Darwins Alptraum (A/F/BE/FIN/S/CAN 2004)

darwins-alptraumWährend beim Spielfilm sämtliche Genres und Ideen längst abgefrühstückt sind, lebt die Dokumentation von ihrer Themenvielfalt. Die Überraschung liegt in der Tonalität, die meisten Streitpunkte und Kontroversen lassen sich von verschiedenen Seiten betrachten. Für Hubert Saupers Oscar-nominierten Film „Darwins Alptraum“ gilt das nicht. Der Österreicher wählt den Weg der Eindeutigkeit, sein unbequemer Beitrag zum Thema Globalisierung lässt Schönfärberei keinerlei Raum. Die dargestellte Katastrophe offenbart sich in technisch wie rational ungefilterter Wahrheit. Die Gewissheit schmerzt, nicht weniger das Gewissen. „Darwins Alptraum“ ist ein schonungsloser, ein mutiger Film.

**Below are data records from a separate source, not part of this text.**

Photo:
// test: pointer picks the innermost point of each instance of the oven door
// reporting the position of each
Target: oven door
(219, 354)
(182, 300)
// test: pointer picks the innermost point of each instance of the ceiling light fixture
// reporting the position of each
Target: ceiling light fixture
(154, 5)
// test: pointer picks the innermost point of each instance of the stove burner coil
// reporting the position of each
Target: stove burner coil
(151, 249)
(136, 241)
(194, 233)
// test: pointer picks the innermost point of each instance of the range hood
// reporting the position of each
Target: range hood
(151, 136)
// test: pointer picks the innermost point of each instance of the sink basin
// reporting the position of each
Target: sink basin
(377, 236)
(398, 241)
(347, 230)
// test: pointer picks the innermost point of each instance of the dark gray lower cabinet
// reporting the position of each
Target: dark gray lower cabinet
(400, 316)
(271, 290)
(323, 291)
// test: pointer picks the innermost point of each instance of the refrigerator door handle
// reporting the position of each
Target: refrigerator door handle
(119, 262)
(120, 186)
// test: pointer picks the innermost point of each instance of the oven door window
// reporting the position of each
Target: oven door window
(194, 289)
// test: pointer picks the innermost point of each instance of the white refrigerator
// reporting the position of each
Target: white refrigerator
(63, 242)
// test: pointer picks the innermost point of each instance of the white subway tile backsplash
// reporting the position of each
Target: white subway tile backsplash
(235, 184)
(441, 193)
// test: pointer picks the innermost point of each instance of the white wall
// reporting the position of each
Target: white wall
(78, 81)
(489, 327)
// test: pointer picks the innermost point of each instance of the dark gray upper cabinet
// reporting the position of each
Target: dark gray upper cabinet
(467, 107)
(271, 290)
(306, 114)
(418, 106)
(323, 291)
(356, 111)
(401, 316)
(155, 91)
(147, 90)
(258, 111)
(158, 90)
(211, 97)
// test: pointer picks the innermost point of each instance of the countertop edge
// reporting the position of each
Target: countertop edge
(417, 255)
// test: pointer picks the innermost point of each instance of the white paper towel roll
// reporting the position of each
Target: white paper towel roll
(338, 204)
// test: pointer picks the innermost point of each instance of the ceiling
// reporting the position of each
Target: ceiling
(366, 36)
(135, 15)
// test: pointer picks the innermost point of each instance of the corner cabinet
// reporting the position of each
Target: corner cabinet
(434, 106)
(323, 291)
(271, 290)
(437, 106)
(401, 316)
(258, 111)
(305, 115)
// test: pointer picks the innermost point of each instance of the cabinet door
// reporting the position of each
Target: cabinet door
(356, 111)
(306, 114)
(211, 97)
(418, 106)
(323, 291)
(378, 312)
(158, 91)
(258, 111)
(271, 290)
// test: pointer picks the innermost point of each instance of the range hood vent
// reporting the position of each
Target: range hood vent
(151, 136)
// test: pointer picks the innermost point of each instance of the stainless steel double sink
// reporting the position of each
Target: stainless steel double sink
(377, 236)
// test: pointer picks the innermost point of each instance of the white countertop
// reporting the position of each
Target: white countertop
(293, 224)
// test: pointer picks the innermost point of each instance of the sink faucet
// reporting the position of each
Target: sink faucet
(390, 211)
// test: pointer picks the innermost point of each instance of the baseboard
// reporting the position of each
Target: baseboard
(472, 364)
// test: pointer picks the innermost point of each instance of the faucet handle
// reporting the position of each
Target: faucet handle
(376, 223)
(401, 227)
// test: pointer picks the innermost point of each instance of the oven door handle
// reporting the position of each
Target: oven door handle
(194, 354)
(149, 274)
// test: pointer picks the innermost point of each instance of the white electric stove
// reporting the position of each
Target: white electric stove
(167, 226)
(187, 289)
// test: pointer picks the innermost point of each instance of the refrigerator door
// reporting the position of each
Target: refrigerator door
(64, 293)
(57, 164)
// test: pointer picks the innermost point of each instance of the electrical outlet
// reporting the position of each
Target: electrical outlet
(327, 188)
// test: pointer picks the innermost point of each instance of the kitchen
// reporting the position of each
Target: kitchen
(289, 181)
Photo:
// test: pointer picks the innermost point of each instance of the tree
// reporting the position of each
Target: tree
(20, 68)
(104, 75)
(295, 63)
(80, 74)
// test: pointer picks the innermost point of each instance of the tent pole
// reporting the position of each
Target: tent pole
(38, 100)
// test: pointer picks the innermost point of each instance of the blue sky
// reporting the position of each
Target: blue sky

Der Victoriasee, mit einer Fläche von fast 69.000 km² der größte See Afrikas, liegt in der ostafrikanischen Hochebene und verbindet die Staaten Tansania, Uganda und Kenia. Seine Artenvielfalt schien grenzenlos, bis in den sechziger Jahren der Nilbarsch im Viktoriasee ausgewildert wurde. Binnen weniger Jahrzehnte dezimierte der rentable Speisefisch ansässige Spezies und rottete verschiedene Buntbarscharten nahezu aus. „Darwins Alptraum“ zeigt die Folgen dieses ökologischen Desasters aus Sicht der an den Ufern des Gewässers heimischen Bevölkerung. Die hat den Fisch zwar direkt vor Augen, muss jedoch zusehen wie die Fangerträge nach Europa verkauft werden.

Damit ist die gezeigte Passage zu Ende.